In 1983 a scientist by the name of Kary Mullis was driving along a Californian mountain road late one night and formulated a revolutionary way to make laboratory copies of DNA molecules (Saiki et al. 1985, Mullis 1990). The resulting polymerase chain reaction, or PCR for short, probably first became known to the general American public in its forensics use during the 1995 O.J. Simpson trial. In general PCR is sort of like making a genetic photocopy of a section of a chromosome.

This laboratory technique is modeled after a living cell’s natural ability to replicate (make copies of) DNA during normal cell cycles. Every living cell makes a duplicate copy of each chromosome during the early stage of cell division known as interphase.

DNA replication: As the 2 DNA strands of a chromosome pull apart, RNA primers bind. Then DNA polymerase completes the copying process.

In the following mitotic stages, one copy of each chromosome is pulled toward a respective pole when 2 cells are formed (see lesson Mitosis and Meiosis and the Cell Cycle). This replication process also occurs similarly in the beginning stages of gamete formation during meiosis. The general idea of DNA replication is that the double-stranded DNA molecule unwinds and partially splits into 2 single strands. Various proteins interact to stabilize it and catalyze the formation of a complementary strand for each of the original single strands. A short RNA primer sequence is made first, followed by the enzyme DNA polymerase connecting new nucleotides to this primer, until the entire chromosome has been replicated. The details will be explained shortly. Figure: DNA replication illustrates the process in a cell.

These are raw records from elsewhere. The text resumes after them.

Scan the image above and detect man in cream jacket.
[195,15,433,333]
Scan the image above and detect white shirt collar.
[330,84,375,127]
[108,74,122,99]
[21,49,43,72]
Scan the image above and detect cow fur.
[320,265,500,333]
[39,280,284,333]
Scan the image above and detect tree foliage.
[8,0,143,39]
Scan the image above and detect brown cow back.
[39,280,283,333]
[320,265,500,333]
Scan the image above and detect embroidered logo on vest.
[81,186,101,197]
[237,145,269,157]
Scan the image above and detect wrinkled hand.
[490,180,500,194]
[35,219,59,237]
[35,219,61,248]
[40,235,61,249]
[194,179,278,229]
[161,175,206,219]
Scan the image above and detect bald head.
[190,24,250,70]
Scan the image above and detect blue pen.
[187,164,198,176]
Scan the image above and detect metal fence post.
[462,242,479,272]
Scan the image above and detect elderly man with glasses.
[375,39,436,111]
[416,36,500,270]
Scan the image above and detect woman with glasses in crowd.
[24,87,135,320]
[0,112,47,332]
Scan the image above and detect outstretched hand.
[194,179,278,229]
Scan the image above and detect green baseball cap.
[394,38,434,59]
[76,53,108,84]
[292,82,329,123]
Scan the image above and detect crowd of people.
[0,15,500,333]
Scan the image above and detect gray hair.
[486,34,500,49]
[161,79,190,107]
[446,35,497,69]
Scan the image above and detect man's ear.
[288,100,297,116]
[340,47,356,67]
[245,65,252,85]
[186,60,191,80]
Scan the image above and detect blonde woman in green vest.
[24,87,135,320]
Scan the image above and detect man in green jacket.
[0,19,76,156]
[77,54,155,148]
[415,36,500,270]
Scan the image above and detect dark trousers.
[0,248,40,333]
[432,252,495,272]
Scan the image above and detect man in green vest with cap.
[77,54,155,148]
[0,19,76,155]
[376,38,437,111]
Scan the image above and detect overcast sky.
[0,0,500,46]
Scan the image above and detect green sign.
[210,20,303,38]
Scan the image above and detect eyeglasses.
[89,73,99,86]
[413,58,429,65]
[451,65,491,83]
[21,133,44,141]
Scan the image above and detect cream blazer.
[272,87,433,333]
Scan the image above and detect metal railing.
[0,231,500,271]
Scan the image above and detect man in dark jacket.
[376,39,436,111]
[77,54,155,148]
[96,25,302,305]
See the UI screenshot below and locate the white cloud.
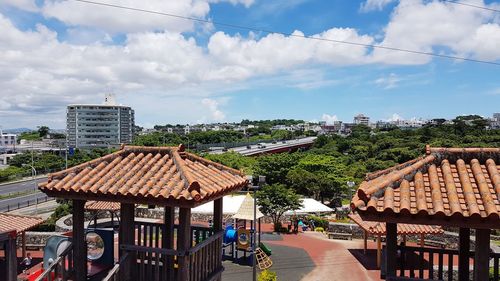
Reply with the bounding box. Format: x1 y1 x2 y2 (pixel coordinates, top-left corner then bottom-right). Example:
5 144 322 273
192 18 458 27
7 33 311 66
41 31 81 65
321 113 339 124
374 73 401 90
387 113 404 122
201 98 226 121
373 0 500 64
0 0 39 12
359 0 397 12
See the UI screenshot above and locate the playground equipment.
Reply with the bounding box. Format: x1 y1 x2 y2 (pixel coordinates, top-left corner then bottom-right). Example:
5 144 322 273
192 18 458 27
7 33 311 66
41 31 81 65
223 193 272 268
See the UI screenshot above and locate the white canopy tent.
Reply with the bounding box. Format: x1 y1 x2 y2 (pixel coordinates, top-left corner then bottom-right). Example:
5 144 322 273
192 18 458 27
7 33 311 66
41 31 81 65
191 195 334 215
285 198 334 215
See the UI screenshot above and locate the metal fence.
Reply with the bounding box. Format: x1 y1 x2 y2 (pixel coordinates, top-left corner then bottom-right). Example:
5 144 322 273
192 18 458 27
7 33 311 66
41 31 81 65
0 195 56 212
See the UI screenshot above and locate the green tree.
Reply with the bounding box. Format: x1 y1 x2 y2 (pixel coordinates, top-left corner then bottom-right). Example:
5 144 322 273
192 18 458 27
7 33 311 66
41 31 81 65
257 184 302 231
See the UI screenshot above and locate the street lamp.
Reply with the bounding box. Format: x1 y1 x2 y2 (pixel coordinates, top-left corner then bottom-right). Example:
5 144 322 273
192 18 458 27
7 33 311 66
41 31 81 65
247 173 266 281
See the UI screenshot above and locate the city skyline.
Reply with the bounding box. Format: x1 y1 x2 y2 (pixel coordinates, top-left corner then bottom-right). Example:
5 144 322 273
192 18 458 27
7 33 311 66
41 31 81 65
0 0 500 129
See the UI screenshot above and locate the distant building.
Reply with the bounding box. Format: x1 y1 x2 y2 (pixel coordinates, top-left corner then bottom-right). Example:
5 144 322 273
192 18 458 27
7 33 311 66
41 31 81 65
354 114 370 126
0 129 17 147
66 94 135 148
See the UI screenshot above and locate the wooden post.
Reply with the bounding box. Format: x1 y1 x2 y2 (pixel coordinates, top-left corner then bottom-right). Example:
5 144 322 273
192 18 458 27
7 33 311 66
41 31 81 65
213 198 223 281
73 200 87 281
474 229 491 281
4 230 17 281
118 203 137 281
363 230 368 255
385 223 398 277
21 231 26 259
177 208 191 281
162 207 175 280
213 198 222 232
458 228 470 281
377 234 382 269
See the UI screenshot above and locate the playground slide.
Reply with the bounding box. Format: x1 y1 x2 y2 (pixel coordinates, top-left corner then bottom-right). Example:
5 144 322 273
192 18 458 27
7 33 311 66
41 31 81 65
259 242 272 256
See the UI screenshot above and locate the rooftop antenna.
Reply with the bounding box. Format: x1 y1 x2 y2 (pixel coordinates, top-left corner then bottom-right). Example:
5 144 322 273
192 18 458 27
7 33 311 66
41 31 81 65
104 90 116 105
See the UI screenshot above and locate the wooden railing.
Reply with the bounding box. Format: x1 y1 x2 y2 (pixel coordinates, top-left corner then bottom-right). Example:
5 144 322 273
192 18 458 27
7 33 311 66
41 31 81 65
36 244 73 281
188 231 224 281
120 221 224 281
391 246 500 281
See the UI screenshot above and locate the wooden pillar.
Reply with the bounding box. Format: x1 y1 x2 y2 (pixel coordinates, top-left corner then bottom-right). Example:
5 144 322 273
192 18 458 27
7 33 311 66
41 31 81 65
458 228 470 281
385 223 398 277
363 230 368 255
177 208 190 281
162 207 175 280
377 235 382 269
73 200 87 281
474 229 491 281
21 231 26 259
213 198 223 232
118 203 137 280
4 230 17 281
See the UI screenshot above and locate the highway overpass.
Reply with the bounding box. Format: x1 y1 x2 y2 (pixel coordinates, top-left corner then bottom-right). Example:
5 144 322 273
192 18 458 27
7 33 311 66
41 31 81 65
210 137 316 156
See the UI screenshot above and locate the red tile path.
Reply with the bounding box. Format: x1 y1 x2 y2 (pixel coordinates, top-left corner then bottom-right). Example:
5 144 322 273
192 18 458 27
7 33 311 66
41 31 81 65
266 232 380 281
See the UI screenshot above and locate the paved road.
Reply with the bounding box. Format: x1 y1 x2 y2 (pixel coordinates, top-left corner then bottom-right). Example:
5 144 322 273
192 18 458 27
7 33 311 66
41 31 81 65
0 178 47 195
210 137 316 155
0 191 51 212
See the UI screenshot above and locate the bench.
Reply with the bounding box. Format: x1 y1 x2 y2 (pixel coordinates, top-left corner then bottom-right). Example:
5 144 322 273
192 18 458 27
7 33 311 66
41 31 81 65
327 232 352 240
424 239 446 249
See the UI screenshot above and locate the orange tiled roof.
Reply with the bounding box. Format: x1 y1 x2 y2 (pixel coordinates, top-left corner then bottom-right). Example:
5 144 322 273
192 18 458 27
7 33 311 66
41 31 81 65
85 201 120 211
349 214 444 235
39 145 248 207
351 147 500 228
0 213 44 233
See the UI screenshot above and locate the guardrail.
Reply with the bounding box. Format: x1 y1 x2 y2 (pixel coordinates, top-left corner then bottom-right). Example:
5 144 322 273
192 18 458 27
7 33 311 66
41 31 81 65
0 195 56 212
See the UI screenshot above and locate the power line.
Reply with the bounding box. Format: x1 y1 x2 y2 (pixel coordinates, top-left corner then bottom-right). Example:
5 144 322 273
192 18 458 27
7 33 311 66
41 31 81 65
442 0 500 13
73 0 500 66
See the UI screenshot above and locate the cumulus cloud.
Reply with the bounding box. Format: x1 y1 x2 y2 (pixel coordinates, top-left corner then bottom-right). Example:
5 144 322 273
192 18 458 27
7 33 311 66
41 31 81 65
373 0 500 64
359 0 397 12
201 98 226 121
321 113 339 124
387 113 404 122
375 73 401 90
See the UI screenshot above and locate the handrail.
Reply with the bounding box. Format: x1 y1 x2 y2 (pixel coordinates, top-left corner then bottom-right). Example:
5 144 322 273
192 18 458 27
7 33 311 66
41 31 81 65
35 243 73 281
120 244 186 256
102 263 120 281
187 230 224 255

Chemical Components of PCR

Let’s now take a look at what the name 'Polymerase Chain Reaction' describes in order to better understand the details of the process. 'Polymerase' is chosen because PCR makes use of a DNA polymerase enzyme for constructing new DNA strands, just like in a living cell. 'Chain Reaction' is also used because this technique involves repeating different heating and cooling cycles over and over again, as many as 35 or more times. Each complete cycle doubles the amount of DNA present, so in just 20 cycles there are over one million (2²⁰) copies of that specific segment of DNA . For PCR there are five chemical components needed, including a DNA template, DNA polymerase enzyme, primers, nucleotides and reaction buffer. These are described here in detail.

1. The DNA template is that particular DNA sequence which you want copied.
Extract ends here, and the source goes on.